Formatting a RAID volume with ext4

Contents: Overview of RAID volumes and the ext4 filesystem
In a previous post a RAID 5 array was created using mdadm. After the array was created it was ready for use, such as creating a partition and placing a filesystem on it. Formatting a RAID array is similar to formatting any other partition or device except there are a few configuration options to be mindful of to improve I/O performance and reduce overhead.

Through the process below a partition will be created on the /dev/md0 device, which is RAID level 5 running on four disks, then the partition will be formatted with the ext4 filesystem, the operating system will be configured to automount the new file system, and test data will be written to demonstrate functionality.

This guide was tested on a Debian 6.0 "Squeeze" system (Linux debian 2.6.32-5-amd64) with a RAID 5 array created out of four 5GB disks. root access is required. Some math will be required so the use of a calculator is recommended if the resulting values do not come easily.

The steps outlined below will damage any data on the selected device. Do not run them on a production system without fully understanding the process and testing in a development environment.

These instructions are not meant to be exhaustive and may not be appropriate for your environment.

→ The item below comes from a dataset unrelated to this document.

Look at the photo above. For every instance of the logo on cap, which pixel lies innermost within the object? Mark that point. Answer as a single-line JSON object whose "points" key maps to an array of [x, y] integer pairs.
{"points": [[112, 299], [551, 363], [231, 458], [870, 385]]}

Always check with your hardware and software vendors for the appropriate steps to manage your infrastructure.

Instructions and information are detailed in black font with no decoration.
Code and shell text are in black font, gray background, and a dashed border.
Input is green.
Literal keys are enclosed in brackets such as [enter], [shift], and [ctrl+c].
Warnings are in red font.

Steps to format a RAID volume with ext4
  1. Log in to your system and open a command prompt.

  2. Change your shell to run as root:
    user@debian~$: su -

  3. View the current information for /dev/md0:
    root@debian~$: fdisk -l /dev/md0
    Disk /dev/md0: 16.1 GB, 16101408768 bytes
    2 heads, 4 sectors/track, 3931008 cylinders
    Units = cylinders of 8 * 512 = 4096 bytes
    Sector size (logical/physical): 512 bytes / 512 bytes
    I/O size (minimum/optimal): 524288 bytes / 1572864 bytes
    Disk identifier: 0x00000000

    Disk /dev/md0 doesn't contain a valid partition table
    The results show the total size of the device, 16.1GB, and that there are no partitions on the device yet.

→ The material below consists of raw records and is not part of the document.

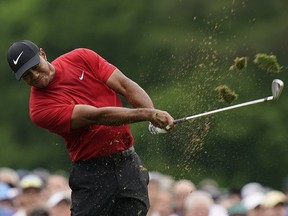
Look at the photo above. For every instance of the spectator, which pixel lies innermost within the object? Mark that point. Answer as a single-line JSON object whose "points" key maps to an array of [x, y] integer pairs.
{"points": [[55, 182], [30, 197], [198, 203], [6, 200], [40, 210], [274, 203], [237, 210], [253, 203]]}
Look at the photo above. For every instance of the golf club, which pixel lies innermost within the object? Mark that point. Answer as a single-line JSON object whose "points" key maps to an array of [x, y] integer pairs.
{"points": [[277, 87]]}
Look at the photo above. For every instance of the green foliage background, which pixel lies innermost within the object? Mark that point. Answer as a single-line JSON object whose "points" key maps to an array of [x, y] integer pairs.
{"points": [[178, 51]]}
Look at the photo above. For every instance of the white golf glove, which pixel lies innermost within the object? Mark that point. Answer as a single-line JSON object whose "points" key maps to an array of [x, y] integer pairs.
{"points": [[155, 130]]}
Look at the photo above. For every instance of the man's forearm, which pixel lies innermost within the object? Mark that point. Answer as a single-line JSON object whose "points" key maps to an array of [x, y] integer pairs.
{"points": [[84, 115]]}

  4. Create a partition on /dev/md0:
    root@debian~$: fdisk /dev/md0
    Command (m for help): n
    Command action
       e   extended
       p   primary partition (1-4)
    Partition number (1-4): 1
    First cylinder (1-3931008, default 385): [enter]
    Using default value 385
    Last cylinder, +cylinders or +size{K,M,G} (385-3931008, default 3931008): [enter]
    Using default value 3931008

    Command (m for help): p

    Disk /dev/md0: 16.1 GB, 16101408768 bytes
    2 heads, 4 sectors/track, 3931008 cylinders
    Units = cylinders of 8 * 512 = 4096 bytes
    Sector size (logical/physical): 512 bytes / 512 bytes
    I/O size (minimum/optimal): 524288 bytes / 1572864 bytes
    Disk identifier: 0x8afle479

    Device            Boot    Start    End    Blocks    Id    System
    /dev/md0p1              385    3931008    15722496    83    Linux

    Command (m for help): w
    The partition table has been altered!

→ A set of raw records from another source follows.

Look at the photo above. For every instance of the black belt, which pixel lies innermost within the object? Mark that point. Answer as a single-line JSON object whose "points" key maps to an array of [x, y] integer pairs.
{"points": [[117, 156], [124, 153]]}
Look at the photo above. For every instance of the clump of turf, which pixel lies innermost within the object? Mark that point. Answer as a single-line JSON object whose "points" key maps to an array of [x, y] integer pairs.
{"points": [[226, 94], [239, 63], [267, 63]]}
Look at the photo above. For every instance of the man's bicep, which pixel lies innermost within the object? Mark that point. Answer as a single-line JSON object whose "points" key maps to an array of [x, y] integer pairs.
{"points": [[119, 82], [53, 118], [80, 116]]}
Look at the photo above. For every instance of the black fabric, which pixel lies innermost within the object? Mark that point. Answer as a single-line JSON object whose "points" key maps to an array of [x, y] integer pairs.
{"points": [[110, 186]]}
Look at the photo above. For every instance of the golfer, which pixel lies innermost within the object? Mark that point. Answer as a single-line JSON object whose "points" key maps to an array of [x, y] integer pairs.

    Calling ioctl() to re-read partition table.
    Syncing disks.
    The first command starts the fdisk application with the target as /dev/md0. The "n" command starts the process to create a new partition, "p" states we are creating a primary partition on the device, the "1" defines this new primary partition as the first partition, and the defaults are taken for the first and last cylinder locations. "p" prints the table information to confirm the settings just specified, at this moment the changes are not saved and nothing has occurred on the device. "w" writes the changes to disk and performs the task of creating the partition then closes the application upon success.

    The device /dev/md0 now has a single partition on it with the name of /dev/md0p1 (the output from the print command told us this).

  5. Determine the chunk size of the RAID device as reported by mdadm:
    root@debian~$: cat /proc/mdstat
    Personality : [raid6] [raid5] [raid4]
    md0 : active raid5 sde[5] sdf[4](S) sdd[2] sdc[1] sdb[0]
        15724032 blocks super 1.2 level 5, 512k chunk, algorith 2 [4/4] [UUUU]
    From the output above it is found that the chunk size is 512k.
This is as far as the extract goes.